There's no count of how many HIV-positive patients are among the 113,000 people on the nation's waiting list for an organ transplant, though Durand estimates it's around 10,000. HIV-positive patients can receive transplants from HIV-negative donors just like anyone else.

Only in the last few years, spurred by some pioneering operations in South Africa, have doctors begun transplanting organs from deceased donors with HIV into patients who also have the virus, organs that once would have been thrown away.
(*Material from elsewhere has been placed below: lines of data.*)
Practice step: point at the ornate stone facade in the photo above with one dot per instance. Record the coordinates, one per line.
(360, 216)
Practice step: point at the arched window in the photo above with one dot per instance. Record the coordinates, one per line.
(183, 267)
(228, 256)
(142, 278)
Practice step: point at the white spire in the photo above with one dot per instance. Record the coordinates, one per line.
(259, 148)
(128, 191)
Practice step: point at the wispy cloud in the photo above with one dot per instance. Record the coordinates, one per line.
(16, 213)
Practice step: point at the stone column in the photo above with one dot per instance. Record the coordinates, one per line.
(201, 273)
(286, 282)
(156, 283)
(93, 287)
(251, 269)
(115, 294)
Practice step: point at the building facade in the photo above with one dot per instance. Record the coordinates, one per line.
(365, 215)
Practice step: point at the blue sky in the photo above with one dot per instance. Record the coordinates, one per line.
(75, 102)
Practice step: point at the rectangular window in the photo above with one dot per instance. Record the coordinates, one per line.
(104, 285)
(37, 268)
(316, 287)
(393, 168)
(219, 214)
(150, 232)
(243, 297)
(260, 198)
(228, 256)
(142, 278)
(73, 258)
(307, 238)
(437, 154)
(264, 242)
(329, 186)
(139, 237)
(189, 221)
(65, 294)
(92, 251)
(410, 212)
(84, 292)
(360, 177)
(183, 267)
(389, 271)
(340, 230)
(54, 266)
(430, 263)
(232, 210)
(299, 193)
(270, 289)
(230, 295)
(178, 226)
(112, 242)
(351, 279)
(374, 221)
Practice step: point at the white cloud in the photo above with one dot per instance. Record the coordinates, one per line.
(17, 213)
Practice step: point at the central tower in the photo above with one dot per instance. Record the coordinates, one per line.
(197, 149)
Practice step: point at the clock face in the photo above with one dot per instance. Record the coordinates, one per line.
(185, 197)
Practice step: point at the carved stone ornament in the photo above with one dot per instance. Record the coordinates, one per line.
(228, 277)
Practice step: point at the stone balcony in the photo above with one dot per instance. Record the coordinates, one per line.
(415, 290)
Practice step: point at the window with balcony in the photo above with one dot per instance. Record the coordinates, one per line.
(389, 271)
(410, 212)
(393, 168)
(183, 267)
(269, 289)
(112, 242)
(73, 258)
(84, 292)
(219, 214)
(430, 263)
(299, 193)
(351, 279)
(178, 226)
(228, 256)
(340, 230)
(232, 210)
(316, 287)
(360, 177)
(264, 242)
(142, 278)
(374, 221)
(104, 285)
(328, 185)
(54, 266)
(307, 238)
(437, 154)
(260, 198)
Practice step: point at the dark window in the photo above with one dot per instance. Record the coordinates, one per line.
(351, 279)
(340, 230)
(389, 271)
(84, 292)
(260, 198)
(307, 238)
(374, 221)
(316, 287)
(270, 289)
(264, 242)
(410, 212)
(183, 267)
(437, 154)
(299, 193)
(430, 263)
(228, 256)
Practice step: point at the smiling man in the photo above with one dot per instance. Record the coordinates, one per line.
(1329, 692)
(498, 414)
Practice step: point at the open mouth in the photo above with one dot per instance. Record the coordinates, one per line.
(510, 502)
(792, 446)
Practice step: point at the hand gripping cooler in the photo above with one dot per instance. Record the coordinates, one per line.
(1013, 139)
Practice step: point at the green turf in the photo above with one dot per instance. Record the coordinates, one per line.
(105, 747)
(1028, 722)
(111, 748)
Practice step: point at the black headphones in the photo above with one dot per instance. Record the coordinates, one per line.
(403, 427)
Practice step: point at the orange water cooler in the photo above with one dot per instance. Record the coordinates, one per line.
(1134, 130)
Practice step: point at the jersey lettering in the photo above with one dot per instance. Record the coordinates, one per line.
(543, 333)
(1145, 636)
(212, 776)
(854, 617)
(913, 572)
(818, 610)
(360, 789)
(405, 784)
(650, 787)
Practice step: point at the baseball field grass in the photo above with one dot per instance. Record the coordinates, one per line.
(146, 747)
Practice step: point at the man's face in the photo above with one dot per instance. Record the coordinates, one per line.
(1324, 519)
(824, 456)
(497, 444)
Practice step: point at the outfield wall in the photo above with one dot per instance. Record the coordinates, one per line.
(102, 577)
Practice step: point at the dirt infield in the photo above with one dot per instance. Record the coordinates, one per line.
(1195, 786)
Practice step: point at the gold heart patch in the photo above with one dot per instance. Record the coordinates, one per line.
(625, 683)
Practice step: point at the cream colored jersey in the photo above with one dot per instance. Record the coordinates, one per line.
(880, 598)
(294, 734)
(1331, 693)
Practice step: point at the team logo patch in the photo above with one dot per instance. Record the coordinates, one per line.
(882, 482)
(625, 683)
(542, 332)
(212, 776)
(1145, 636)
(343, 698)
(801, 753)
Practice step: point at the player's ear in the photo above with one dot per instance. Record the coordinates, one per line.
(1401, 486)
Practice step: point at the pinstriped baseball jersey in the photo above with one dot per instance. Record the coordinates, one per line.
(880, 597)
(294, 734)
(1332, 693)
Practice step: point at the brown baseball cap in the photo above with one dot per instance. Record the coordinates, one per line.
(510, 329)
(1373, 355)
Since 2016, 116 such kidney and liver transplants have been performed in the U.S. as part of a research study, according to the United Network for Organ Sharing, or UNOS, which oversees the transplant system. One question is whether receiving an organ from someone with a different strain of HIV than their own poses any risks, but so far there have been no safety problems, said UNOS chief medical officer Dr. David Klassen.

Hopkins' Segev said Monday's kidney transplant was a world first. Doctors had hesitated to allow people still living with HIV to donate because of concern that their remaining kidney would be at risk of damage from the virus or older medications used to treat it.

But newer anti-HIV medications are safer and more effective, Segev said. His team recently studied the kidney health of 40,000 HIV-positive people and concluded that those with well-controlled HIV and no other kidney-harming ailments like high blood pressure should face the same risks from living donation as someone without HIV.

"There are potentially tens of thousands of people living with HIV right now who could be living kidney donors," said Segev, who has advised some other hospitals considering the approach.

Generally, kidneys from living donors last longer, added Dr. Niraj Desai, the Hopkins surgeon caring for the recipient. And if more people living with HIV wind up donating, it helps more than HIV-positive patients who need a kidney.

"That's one less person waiting for a limited resource," Desai said. "That helps everybody on the list."

Segev said he's already received calls from other people living with HIV who are looking to donate organs.

"I hope that across the country transplant centers will have the same experience," he said. "People were waiting for the first one to happen and to see that it's safe to do." Now that that's happened, he expects others in the U.S. and around the world to follow.

Martinez, a public health consultant, became interested in living donation even before HIV-to-HIV transplants began. Then last summer she learned that an HIV-positive friend needed a transplant, and tracked down Segev to ask if she could donate.

Her friend died before Martinez finished the required health tests but she decided to honor him by donating to someone she didn't know.

"It's bittersweet that I couldn't give my kidney to the person I wanted to. But I know my late friend would be glad to know that I continued" with the process.

A runner who plans on making this fall's Marine Corps Marathon, she said she knew she was the one the surgeons at Johns Hopkins had been waiting for. "I knew I was probably just as healthy as someone not living with HIV who was being evaluated as a kidney donor," she said. "I've never been surer of anything."